The UN has come up with a compact incorporating key provisions for smoother pathways to legal migration and safeguarding migrants that are of particular relevance to India, which contributes the world's largest migrant population.
The Global Compact for Safe, Orderly and Regular Migration that was finalised with fanfare on Friday is scheduled to be formally adopted at a conference in Marrakesh in December.
During negotiations India had expressed reservations about some aspects of the compact, but the final draft took them into account and India will be a party to the compact, India's Permanent Representative Syed Akbaruddin told IANS.
Among the compact's key provisions relevant to India are enhancing "the availability and flexibility of pathways for regular migration" and facilitating "fair and ethical recruitment and safeguard conditions that ensure decent work".

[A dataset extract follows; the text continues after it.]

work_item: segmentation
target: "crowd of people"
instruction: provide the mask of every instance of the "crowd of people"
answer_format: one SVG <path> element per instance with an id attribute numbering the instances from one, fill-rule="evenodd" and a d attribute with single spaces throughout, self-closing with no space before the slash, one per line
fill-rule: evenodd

Other provisions in the compact of interest to India include creating "conditions for migrants and diasporas to fully contribute to sustainable development", promoting "faster, safer and cheaper transfer of remittances", and creating "mechanisms for the portability of social security entitlements and earned benefits".
There are 17 million migrants from India, according to the UN.

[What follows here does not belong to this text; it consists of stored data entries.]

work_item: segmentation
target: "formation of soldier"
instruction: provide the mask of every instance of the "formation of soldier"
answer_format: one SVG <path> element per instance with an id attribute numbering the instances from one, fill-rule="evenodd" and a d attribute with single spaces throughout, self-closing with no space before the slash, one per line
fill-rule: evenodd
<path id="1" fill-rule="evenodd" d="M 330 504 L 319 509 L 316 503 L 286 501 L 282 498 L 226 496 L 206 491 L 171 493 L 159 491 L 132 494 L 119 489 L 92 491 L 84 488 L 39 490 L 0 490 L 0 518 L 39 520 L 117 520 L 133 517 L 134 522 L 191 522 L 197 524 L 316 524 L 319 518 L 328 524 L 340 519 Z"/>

While the bulk of them are in the Gulf region, India pursues keeping gateways open for highly skilled professionals to migrate to the US, Britain and other developed nations.
India is seeking to ensure that the migrants to developed countries have access to their contributions to social security or government retirement programs if they return home.

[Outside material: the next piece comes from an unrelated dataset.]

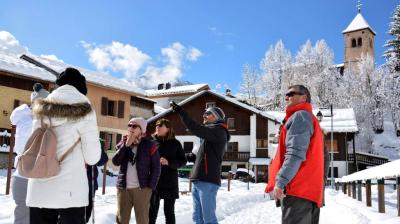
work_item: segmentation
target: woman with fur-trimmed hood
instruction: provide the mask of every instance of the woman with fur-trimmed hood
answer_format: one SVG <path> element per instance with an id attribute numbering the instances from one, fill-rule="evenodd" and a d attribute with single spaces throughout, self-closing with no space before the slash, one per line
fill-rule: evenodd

On Monday during the negotiations, India's Deputy Permanent Representative Tanmaya Lal had expressed reservations about some aspects of the earlier draft, which he said placed "disproportionate focus" on illegal immigrants.
He said instead, more prominence should be given to "objectives that specifically focus on removing obstacles to safe, orderly and regular migration".
Another concern of India in an earlier draft was about applying to migrants the "principle of non-refoulement" or of not forcing refugees to return their countries.
India pointed to the differences between refugees and migrants and maintained that migrants were not entitled to this protection as they were not fleeing persecution like refugees.
All these concerns were addressed in the final draft.
The compact will not be legally binding, but because of the backing of an overwhelming majority of nations it will change attitudes and persuade countries to abide by them, Lajcak said.
The finalising of the draft "has immense potential to help the world harness the benefits of regular migration while safeguarding against the dangers of irregular movements that place people at risk", Guterres said.
The negotiations on the compact had to walk a tightrope between sovereignty of nations and the need for bringing order to chaotic migrations and protecting migrants.
The US boycotted the negotiations on the compact asserting that it would infringe on its sovereignty.
However, the compact "reaffirms the sovereign right of States to determine their national migration policy and their prerogative to govern migration within their jurisdiction", and also seeks to "distinguish between regular and irregular migration status."
Lajcak said: "It can be a resource, in finding the right balance between the rights of people and the sovereignty of States."
The compact takes a tough line against crime-ridden people-smuggling networks.
It calls for action to "prevent, combat and eradicate trafficking in persons in the context of international migration".
Guterres said: "Smuggling and trafficking are criminal activities; migration is not."